4 stars

Historical Romance Review: Born to Love by Valerie Sherwood

Born to Love, Valerie Sherwood, Warner Books, 1984, Elaine Duillo cover art

It takes a generation to make a it, one to lose it, one to talk about it, and one to make it again.



4 Stars

Rating: 4 out of 5.

Valerie Sherwood, Cat Fancier & Romance Novelist

Romance novelist Valerie Sherwood would always lovingly dedicate her books to the special cats in her life; in Born to Love it was Mopsy and Chow. She was slightly cat crazy.

So in honor of Ms. Sherwood, and from one crazy cat lady to another, I would like to dedicate my review of Born to Love to one of my cats.

To Bear, that sweet, gentle soul, a little black-furred, black-nosed, green-eyed wonder. Bear, you came into my life at 19, when your mother, a feral queen, bore her kittens in the warehouse of the office where I worked. I took you home at four weeks old and because you had not been weaned, I had to feed you milk and mush. Every night before I’d fall asleep, you’d suck at my earlobe as you would have at your mother’s teat. Even when you grew, you still held on to this adorable kittenish trait. Sadly Bear, you were in my life for just over a year. I went back to college and my landlady would not allow cats so you stayed home with my mother and siblings. Perhaps life there without me was not what you desired, because you ran away. I never saw you again and I cried many tears of loss. But I have never forgotten you. To you Bear, this review is dedicated.

Born to Love: A Family Saga

Now that I’ve got that off my chest, on to the book. Sometimes I hate rating 4-star books, particularly when with just more care to detail and pacing, it could have been a 5 star read. Born to Love was a book that reached great highs and very middling lows. Although I love her voice, this is a problem I’ve run into when reading Sherwood. Plus she makes a great hero and sometimes doesn’t do much with him.

Born to Love is actually four stories of several generations of women with the same name, Dorinda, and their (mis)adventures in love.
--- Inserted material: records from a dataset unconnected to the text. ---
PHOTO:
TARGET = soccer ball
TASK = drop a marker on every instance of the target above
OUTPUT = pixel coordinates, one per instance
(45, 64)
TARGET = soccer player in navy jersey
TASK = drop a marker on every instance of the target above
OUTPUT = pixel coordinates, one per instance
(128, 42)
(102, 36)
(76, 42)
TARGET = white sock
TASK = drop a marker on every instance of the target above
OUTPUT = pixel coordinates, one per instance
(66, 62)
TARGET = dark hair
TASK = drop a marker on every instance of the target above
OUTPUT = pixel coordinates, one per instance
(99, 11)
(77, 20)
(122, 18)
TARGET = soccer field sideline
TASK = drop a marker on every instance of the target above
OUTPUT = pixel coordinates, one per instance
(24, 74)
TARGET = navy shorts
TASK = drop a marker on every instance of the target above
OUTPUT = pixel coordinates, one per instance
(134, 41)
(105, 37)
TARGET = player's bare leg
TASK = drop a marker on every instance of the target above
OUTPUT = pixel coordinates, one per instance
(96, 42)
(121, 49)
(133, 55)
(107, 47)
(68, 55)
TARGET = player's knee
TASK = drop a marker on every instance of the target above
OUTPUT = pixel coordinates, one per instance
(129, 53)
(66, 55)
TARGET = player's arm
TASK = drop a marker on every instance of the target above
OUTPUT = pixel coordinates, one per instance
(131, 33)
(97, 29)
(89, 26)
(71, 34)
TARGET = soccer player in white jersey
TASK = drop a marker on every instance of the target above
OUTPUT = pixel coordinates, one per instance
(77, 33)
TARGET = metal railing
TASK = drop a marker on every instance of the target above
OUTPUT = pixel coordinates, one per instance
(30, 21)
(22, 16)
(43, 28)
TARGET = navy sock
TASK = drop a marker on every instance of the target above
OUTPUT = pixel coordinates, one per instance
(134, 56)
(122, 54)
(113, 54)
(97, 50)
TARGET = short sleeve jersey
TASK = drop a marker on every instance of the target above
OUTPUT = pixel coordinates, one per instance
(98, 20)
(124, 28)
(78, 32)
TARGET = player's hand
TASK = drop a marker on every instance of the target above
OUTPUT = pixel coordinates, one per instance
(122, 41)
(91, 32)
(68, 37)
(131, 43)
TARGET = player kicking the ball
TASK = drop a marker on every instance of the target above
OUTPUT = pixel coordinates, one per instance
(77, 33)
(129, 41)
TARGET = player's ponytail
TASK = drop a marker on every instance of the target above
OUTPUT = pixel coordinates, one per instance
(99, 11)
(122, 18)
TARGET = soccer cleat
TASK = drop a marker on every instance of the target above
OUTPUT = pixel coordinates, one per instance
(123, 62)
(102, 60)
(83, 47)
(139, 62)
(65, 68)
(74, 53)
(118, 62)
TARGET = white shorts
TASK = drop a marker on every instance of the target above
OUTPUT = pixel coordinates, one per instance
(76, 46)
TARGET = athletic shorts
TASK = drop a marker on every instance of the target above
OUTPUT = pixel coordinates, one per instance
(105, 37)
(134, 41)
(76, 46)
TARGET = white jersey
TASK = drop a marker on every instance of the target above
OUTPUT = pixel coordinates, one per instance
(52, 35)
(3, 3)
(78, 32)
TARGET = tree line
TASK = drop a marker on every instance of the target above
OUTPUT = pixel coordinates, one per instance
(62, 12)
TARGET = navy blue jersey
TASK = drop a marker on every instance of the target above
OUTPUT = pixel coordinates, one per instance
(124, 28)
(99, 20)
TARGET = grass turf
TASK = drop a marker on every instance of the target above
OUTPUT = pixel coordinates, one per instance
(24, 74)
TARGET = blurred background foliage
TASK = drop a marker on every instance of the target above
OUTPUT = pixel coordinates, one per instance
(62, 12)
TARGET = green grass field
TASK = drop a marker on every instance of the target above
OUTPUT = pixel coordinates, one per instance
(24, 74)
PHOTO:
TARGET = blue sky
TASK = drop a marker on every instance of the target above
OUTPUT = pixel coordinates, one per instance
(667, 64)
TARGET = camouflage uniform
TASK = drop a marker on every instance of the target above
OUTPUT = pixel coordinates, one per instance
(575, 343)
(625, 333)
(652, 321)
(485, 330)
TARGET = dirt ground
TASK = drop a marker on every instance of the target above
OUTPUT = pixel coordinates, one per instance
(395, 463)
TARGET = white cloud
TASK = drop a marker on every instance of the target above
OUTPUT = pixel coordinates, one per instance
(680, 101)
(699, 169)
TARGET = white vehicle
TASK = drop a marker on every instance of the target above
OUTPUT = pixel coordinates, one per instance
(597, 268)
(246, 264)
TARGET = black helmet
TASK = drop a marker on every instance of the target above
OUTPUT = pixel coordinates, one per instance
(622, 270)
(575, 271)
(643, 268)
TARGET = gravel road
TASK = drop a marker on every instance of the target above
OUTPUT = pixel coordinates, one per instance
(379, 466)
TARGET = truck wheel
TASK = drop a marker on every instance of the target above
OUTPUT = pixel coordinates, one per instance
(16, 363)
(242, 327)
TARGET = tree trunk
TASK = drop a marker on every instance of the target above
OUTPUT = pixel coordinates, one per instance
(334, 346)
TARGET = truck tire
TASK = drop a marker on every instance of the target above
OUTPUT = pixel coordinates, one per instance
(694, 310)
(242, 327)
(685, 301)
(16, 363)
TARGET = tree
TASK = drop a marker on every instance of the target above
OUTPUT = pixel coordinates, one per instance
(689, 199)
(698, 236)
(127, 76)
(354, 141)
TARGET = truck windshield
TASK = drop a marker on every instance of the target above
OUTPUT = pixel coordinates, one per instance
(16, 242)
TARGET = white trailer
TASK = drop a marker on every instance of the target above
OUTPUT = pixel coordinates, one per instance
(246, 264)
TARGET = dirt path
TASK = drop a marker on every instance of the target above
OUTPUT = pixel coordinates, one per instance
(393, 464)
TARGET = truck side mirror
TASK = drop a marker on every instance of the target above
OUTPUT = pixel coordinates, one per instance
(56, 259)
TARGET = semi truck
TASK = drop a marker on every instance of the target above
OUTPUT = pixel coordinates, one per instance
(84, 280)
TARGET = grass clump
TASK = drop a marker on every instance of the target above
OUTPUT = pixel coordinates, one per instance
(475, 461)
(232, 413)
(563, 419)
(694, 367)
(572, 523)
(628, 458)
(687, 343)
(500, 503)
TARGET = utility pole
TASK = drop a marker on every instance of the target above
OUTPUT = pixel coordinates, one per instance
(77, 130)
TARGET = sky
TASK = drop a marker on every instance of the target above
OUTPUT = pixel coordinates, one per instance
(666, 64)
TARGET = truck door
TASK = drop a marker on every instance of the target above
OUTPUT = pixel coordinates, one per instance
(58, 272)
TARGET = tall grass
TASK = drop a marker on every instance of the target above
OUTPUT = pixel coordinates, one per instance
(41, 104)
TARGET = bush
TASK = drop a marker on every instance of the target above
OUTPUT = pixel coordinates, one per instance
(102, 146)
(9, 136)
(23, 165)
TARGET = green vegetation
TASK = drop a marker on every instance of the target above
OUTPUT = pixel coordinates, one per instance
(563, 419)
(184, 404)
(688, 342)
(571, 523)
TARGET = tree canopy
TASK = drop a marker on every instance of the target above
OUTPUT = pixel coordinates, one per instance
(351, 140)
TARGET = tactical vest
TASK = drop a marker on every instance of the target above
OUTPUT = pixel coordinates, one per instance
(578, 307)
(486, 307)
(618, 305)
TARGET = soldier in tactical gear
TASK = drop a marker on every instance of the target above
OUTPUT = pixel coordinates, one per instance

As repeated over (and over), the premise of the tale is: “It takes one generation to make it, one to lose it, one to talk about it, and one to make it again.”

The Plots

The book opens up with the most exciting story of the group. Angel-faced, golden-haired Dorinda, a chambermaid, escapes the Great London fire, valiantly saves Grantland Meredith from street toughs, marries him, and is shocked to learn he is an Earl. Unfortunately for sweet Dorinda, she is not his true love. That would be Polly, an amoral evil black-haired she-devil of a woman. Polly is the best character in the book, relentlessly calculating and conniving, willing to do anything have her man. Unsurprisingly, this tale is set to end in tragedy.

Daughter Rinda’s tale is told in the second part. She is a hereditary Countess, which struck me as odd, as I don’t believe that English titles passed on through the female line. She falls in love with Rory, the son of her mother’s rival. The second Dorinda risks everything to save her man at the Monmouth Rebellion. Sherwood keeps repeating how brave, how bold, how valiant Rinda was to ride into battle and save Rory. It would have been nice to see it happen, not hear about it, again and again. This story is kind of a letdown.

Of the third Dorinda, we hear about only in a summarized tale told to the fourth Dorinda.

The Main Story

The last half of the book deals with Dorinda IV, an indentured servant in Virginia. I liked this Dorinda, and her cat, Lady Soft-Paws. This story while enjoyable was uneven.

After her indenture is over, Dorinda pretends to be a long-lost heiress to a plantation. Two handsome men vie for her attention, but it’s obvious who the hero is: Tarn Jenner, a mysterious man (who has a secret identity, but we don’t know this until the end). The characters play deceitful games, but this delightful plot point is squandered as Dorinda spends most of her time mooning over the villain. Tarn Jenner, who is really a witty character, isn’t seen enough to be fully appreciated. The parts we do see are terrific but fleeting.

Final Analysis of Born to Love

The back of the book claims:

“She was the Beauty… He was the Blade-dark debonair, the most dangerous highwayman to rove the colonial roads.”


And yet the highwayman portion is a tiny part of the story and only revealed in brief towards the end!

The conclusion is wrapped up in a neat package although it’s left up to the imagination what the fate of the fifth Dorinda will be.

If I’m focusing too much on the negatives, it’s because this one could have been great: a book I loved; as it is, I just liked it very much.